Community United for Change, the grassroots organization that hosted community meetings bringing together residents and Department of Justice officials for three years before the DOJ decided to investigate several high-profile NOPD cases, issued a statement last week that casts a cloud over the Landrieu administration’s handling of the settlement and its apology to victims of unconstitutional policing in New Orleans.
“Mitch Landrieu, as mayor of New Orleans, has sought nothing more than to disenfranchise the victims and the people by using the clergy and the emotional disruption from the loss and/or wounding of a loved one to feather his own cap by forcing unreal and unjust settlements on the grieving loved ones. This, as a means of burying the past, was orchestrated to save the city money and to disenfranchise the constitutional protections provided for citizens, by presenting a false tempered future,” CUC wrote.

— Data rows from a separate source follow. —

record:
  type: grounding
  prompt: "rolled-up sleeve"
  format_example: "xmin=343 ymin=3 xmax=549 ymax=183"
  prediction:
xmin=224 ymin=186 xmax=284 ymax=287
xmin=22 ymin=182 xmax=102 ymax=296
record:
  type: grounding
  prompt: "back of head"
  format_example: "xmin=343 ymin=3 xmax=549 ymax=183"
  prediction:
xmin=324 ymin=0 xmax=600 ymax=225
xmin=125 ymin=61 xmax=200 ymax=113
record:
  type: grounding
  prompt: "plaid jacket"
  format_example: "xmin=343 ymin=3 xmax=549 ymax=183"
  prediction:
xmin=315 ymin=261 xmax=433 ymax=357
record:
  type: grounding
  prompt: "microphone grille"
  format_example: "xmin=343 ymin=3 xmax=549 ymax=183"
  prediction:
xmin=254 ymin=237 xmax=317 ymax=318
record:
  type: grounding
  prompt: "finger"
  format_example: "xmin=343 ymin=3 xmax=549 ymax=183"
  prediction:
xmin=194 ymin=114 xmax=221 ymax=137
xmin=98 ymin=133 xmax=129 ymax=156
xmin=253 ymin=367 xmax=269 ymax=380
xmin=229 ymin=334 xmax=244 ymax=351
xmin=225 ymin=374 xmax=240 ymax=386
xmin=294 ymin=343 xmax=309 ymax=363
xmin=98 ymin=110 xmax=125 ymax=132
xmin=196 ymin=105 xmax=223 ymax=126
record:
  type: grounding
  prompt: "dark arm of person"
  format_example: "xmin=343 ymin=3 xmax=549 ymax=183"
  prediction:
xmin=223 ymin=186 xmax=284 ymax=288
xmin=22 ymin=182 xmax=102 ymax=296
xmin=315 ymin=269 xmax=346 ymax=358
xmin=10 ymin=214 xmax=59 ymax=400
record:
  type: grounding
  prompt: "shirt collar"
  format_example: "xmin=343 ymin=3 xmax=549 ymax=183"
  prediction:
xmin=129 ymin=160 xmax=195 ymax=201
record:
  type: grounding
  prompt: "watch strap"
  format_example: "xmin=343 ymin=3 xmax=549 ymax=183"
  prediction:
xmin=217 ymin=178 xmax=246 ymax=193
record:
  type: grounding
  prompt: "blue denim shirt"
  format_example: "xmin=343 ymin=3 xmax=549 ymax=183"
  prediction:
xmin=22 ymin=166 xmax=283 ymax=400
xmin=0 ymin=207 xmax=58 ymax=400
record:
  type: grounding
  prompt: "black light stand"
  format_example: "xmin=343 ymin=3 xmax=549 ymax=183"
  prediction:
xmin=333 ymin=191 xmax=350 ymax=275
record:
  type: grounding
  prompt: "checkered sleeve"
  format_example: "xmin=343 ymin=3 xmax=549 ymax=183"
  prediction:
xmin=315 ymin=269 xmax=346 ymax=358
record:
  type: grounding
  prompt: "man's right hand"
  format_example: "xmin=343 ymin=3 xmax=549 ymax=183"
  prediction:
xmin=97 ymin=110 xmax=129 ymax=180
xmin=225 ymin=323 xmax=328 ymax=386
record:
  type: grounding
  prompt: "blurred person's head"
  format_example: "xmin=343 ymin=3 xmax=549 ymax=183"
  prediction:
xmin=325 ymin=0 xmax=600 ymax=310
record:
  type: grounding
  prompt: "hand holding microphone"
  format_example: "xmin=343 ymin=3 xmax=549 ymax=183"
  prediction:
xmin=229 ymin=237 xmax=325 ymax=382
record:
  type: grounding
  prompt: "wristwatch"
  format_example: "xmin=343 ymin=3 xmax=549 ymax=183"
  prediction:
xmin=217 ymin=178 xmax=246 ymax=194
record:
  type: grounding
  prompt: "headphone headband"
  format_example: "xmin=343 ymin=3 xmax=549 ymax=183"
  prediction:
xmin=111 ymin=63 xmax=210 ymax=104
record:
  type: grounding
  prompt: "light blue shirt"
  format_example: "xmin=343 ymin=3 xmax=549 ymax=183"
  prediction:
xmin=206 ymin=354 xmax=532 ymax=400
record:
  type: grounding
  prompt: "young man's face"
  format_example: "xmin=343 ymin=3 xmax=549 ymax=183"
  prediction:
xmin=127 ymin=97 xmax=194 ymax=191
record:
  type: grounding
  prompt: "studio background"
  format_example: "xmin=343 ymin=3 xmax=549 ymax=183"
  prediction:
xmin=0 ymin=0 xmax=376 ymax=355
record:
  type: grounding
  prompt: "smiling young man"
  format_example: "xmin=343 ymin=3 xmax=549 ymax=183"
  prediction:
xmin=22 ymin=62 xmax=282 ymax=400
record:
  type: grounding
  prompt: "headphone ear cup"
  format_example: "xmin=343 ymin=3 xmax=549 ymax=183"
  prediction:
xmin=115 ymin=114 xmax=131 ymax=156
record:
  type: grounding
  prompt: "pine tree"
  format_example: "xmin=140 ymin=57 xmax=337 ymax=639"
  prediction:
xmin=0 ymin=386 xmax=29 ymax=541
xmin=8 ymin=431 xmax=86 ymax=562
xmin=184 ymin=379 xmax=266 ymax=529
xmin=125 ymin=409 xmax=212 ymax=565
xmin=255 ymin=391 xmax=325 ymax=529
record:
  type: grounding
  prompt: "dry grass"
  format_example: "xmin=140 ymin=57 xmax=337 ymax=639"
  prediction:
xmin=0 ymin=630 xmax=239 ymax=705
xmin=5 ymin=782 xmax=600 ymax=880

“High crimes and misdemeanors were perpetrated by law enforcement agents who are supposed to protect those who cannot protect themselves…”
Calling the City’s gesture a “hollow apology” and a “charade,” CUC added, “The fact that many of the plaintiffs were not comfortable with accepting the apology or the settlement speaks volumes of a forced political deal that was brokered to keep evidence from the public that would possibly reveal more of the dirty tricks the current NOPD employs.
“For the mayor to hide behind the cloth of the clergy and to use the emotions of family members to pressure a deal is not an act of forgiveness, it’s an act of desperation… Where is the justice?”